Nevertheless, adjusted EBITDA increased 14% from the prior-year quarter to $1.21 billion. However, adjusted EBITDA margin contracted 150 bps to 48.5% in the quarter, owing to the impact of the completed acquisitions. On a pro-forma basis, EBITDA margin declined 40 bps, reflecting higher operating costs.

Balance Sheet

United Rentals’ cash and cash equivalents totaled $60 million as of Sep 30 compared with $43 million at 2018-end.

In the quarter, the company generated $992 million as net cash from operating activities, reflecting an increase of 109.3% from the year-ago period. Free cash flow was $302 million in the quarter.

In the first nine months of 2019, net cash from operating activities came in at $2.58 billion (up 21.6%) and free cash flow was $1.1 billion (up 101.9%).

Share Repurchase Program

In the first three quarters of 2019, United Rentals repurchased $630 million worth of stocks and reduced its share count by 3.1% year over year. As of Sep 30, 2019, the company repurchased $1.05 billion of stocks under the $1.25-billion share repurchase program, which is expected to be completed by 2019-end.

2019 Guidance Updated

Total revenues are expected in the range of $9.25-$9.35 billion (versus $9.15-$9.45 billion expected earlier), indicating an increase from $8.05 billion in 2018.

Adjusted EBITDA is projected between $4.35 billion and $4.4 billion (versus $4.35-$4.5 billion projected earlier), suggesting growth from $3.86 billion in 2018.

Net rental capital expenditures after gross purchases are projected in the range of $1.25-$1.35 billion, implying a decline from $1.442 billion in 2018. The company had earlier expected the same within $1.3-$1.4 billion.

Net cash provided by operating activities is expected in the range of $2.9-$3.05 billion ($2.85-$3.1 billion was projected earlier), pointing to an improvement from 2.85 billion reported in 2018.

Free cash flow (excluding the impact of merger and restructuring-related payments) is now expected in the range of $1.45-$1.55 billion compared with $1.4-$1.55 billion of prior expectation. The current guidance for the metric suggests an increase from $1.33 billion reported in 2018.

How Have Estimates Been Moving Since Then?
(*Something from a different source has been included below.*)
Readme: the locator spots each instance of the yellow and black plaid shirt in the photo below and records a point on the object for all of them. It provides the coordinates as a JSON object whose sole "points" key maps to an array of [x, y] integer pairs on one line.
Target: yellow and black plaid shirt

It turns out, estimates review have trended downward during the past month.

VGM Scores

At this time, United Rentals has a strong Growth Score of A, though it is lagging a lot on the Momentum Score front with a C. However, the stock was allocated a grade of A on the value side, putting it in the top quintile for this investment strategy.

Overall, the stock has an aggregate VGM Score of A. If you aren't focused on one strategy, this score is the one you should be interested in.

Outlook

Estimates have been broadly trending downward for the stock, and the magnitude of these revisions indicates a downward shift. Notably, United Rentals has a Zacks Rank #3 (Hold). We expect an in-line return from the stock in the next few months.